We welcome articles that explore any aspect in literature and the arts of these processes that aim at reinventing the meaning of home and of relations, in both a post/colonial context and a globalised world. Relevant areas of interest include:

  • Indigenous writings, arts and spirituality
  • post/colonial representations of Pacific history
  • imagined geographies of Oceania
  • Gothic fiction, including Aboriginal Gothic
  • visions and utopias
  • science-fiction stories, fantasy
  • eco-criticism
  • spirituality, New Age environmentalism

CES is a double-blind peer-reviewed journal.

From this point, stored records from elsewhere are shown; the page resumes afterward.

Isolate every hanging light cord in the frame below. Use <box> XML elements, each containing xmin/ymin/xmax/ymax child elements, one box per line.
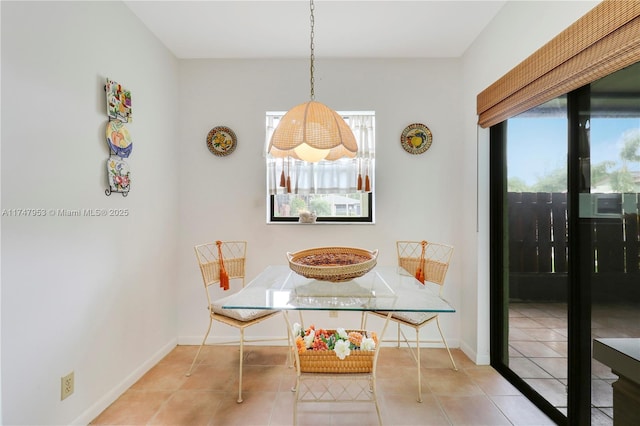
<box><xmin>309</xmin><ymin>0</ymin><xmax>316</xmax><ymax>101</ymax></box>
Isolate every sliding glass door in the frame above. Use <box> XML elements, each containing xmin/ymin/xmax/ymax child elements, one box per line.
<box><xmin>491</xmin><ymin>64</ymin><xmax>640</xmax><ymax>425</ymax></box>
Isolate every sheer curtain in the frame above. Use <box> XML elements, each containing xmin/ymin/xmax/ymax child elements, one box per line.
<box><xmin>265</xmin><ymin>112</ymin><xmax>375</xmax><ymax>195</ymax></box>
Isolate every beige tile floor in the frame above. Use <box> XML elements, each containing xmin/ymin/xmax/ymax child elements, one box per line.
<box><xmin>509</xmin><ymin>302</ymin><xmax>640</xmax><ymax>426</ymax></box>
<box><xmin>91</xmin><ymin>346</ymin><xmax>554</xmax><ymax>426</ymax></box>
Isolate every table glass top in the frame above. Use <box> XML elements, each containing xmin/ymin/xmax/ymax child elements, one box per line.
<box><xmin>223</xmin><ymin>265</ymin><xmax>455</xmax><ymax>312</ymax></box>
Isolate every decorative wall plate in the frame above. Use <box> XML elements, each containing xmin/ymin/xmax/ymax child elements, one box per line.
<box><xmin>104</xmin><ymin>79</ymin><xmax>131</xmax><ymax>123</ymax></box>
<box><xmin>106</xmin><ymin>120</ymin><xmax>133</xmax><ymax>158</ymax></box>
<box><xmin>207</xmin><ymin>126</ymin><xmax>238</xmax><ymax>157</ymax></box>
<box><xmin>400</xmin><ymin>123</ymin><xmax>433</xmax><ymax>154</ymax></box>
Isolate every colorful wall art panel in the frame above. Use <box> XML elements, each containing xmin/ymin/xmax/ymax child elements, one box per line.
<box><xmin>106</xmin><ymin>79</ymin><xmax>131</xmax><ymax>123</ymax></box>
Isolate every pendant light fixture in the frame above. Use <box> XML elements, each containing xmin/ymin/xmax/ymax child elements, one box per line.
<box><xmin>268</xmin><ymin>0</ymin><xmax>358</xmax><ymax>163</ymax></box>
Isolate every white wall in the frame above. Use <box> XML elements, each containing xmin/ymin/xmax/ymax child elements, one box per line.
<box><xmin>1</xmin><ymin>1</ymin><xmax>179</xmax><ymax>425</ymax></box>
<box><xmin>177</xmin><ymin>58</ymin><xmax>464</xmax><ymax>346</ymax></box>
<box><xmin>459</xmin><ymin>1</ymin><xmax>599</xmax><ymax>364</ymax></box>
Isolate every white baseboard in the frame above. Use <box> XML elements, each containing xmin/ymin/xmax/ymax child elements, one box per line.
<box><xmin>72</xmin><ymin>338</ymin><xmax>178</xmax><ymax>425</ymax></box>
<box><xmin>177</xmin><ymin>334</ymin><xmax>288</xmax><ymax>346</ymax></box>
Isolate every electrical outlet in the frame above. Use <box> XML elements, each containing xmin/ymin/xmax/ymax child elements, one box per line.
<box><xmin>60</xmin><ymin>371</ymin><xmax>74</xmax><ymax>401</ymax></box>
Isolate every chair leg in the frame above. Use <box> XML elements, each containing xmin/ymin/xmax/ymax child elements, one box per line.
<box><xmin>238</xmin><ymin>328</ymin><xmax>244</xmax><ymax>404</ymax></box>
<box><xmin>436</xmin><ymin>317</ymin><xmax>458</xmax><ymax>371</ymax></box>
<box><xmin>186</xmin><ymin>316</ymin><xmax>213</xmax><ymax>377</ymax></box>
<box><xmin>416</xmin><ymin>328</ymin><xmax>422</xmax><ymax>402</ymax></box>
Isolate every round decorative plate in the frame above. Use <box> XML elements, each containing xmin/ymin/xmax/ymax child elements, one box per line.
<box><xmin>207</xmin><ymin>126</ymin><xmax>238</xmax><ymax>157</ymax></box>
<box><xmin>400</xmin><ymin>123</ymin><xmax>433</xmax><ymax>154</ymax></box>
<box><xmin>106</xmin><ymin>120</ymin><xmax>133</xmax><ymax>158</ymax></box>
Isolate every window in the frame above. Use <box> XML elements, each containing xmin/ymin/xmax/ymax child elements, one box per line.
<box><xmin>265</xmin><ymin>111</ymin><xmax>375</xmax><ymax>223</ymax></box>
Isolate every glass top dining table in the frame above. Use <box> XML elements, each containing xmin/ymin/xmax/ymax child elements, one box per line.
<box><xmin>222</xmin><ymin>265</ymin><xmax>455</xmax><ymax>313</ymax></box>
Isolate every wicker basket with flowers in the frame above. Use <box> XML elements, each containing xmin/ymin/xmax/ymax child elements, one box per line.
<box><xmin>293</xmin><ymin>323</ymin><xmax>378</xmax><ymax>373</ymax></box>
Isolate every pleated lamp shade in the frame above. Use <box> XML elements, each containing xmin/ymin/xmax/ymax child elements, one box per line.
<box><xmin>269</xmin><ymin>101</ymin><xmax>358</xmax><ymax>163</ymax></box>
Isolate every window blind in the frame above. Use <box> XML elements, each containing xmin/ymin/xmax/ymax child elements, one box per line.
<box><xmin>477</xmin><ymin>0</ymin><xmax>640</xmax><ymax>128</ymax></box>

Please send 250-word proposals for articles up to 6,000 word including an abstract, five keywords and a bibliography to guest editors Salhia Ben-Messahel and Christine Lorre-Johnston by 1 December 2017. Confirmation of acceptance will be sent out within a month after this deadline, and draft versions of papers will be due by 1 April 2018.

(posted 1 August 2017)

OK Computer, twenty years on: Radiohead’s musical, cultural, and political legacies
A special issue of LISA e-journal
Deadline for proposals: 15 December 2017

OK Computer, Radiohead’s third album, has captivated many rock music fans worldwide and continues to this day to feature in the music press’s lists of the best rock albums of all times. A complex, at times experimental, album, OK Computer stood at odds with the dominating trends in mid-to-late 1990s British music and culture, especially Britpop, and the album’s bleak, subversive lyrics provided a sharp contrast with the features of the Cool Britannia phenomenon.

Following a symposium held at Rennes 2 University last may, further contributions (in English or French) are now sought in order to publish a wide-ranging collection of articles appraising OK Computer’s musical, cultural and political legacy twenty years after its release. The peer-reviewed collection will be published in a special issue of the LISA e-journal ( in 2018. The aim of this publication is to bring together contributions from scholars who wish to confront Radiohead’s work with their own disciplinary methodologies, including (but not limited to) musicology, sociology, art history, political science, literature, cultural studies or even economics. Potential topics may include:

  • The literary, philosophical, artistic concepts which may have influenced Radiohead during the album’s recording;

  • The use of visual arts as a way to convey and deepen the album’s socio-political message (e.g. the use of video clips and the album’s and singles’ cover art);

  • OK Computer’s appraisal and reception by fans and critics;

  • OK Computer’s impact on the evolution of contemporary British rock music;

  • The way Radiohead have reacted and adapted to the overhaul of the music industry and consumption mechanisms since the late 1990s

Abstracts (400 words maximum) and short biographical notes should be sent to Guillaume Clément  ( and David Haigron ( by 15 December 2017. Selected authors will be notified quickly thereafter and final papers should be submitted by April 1st, 2018.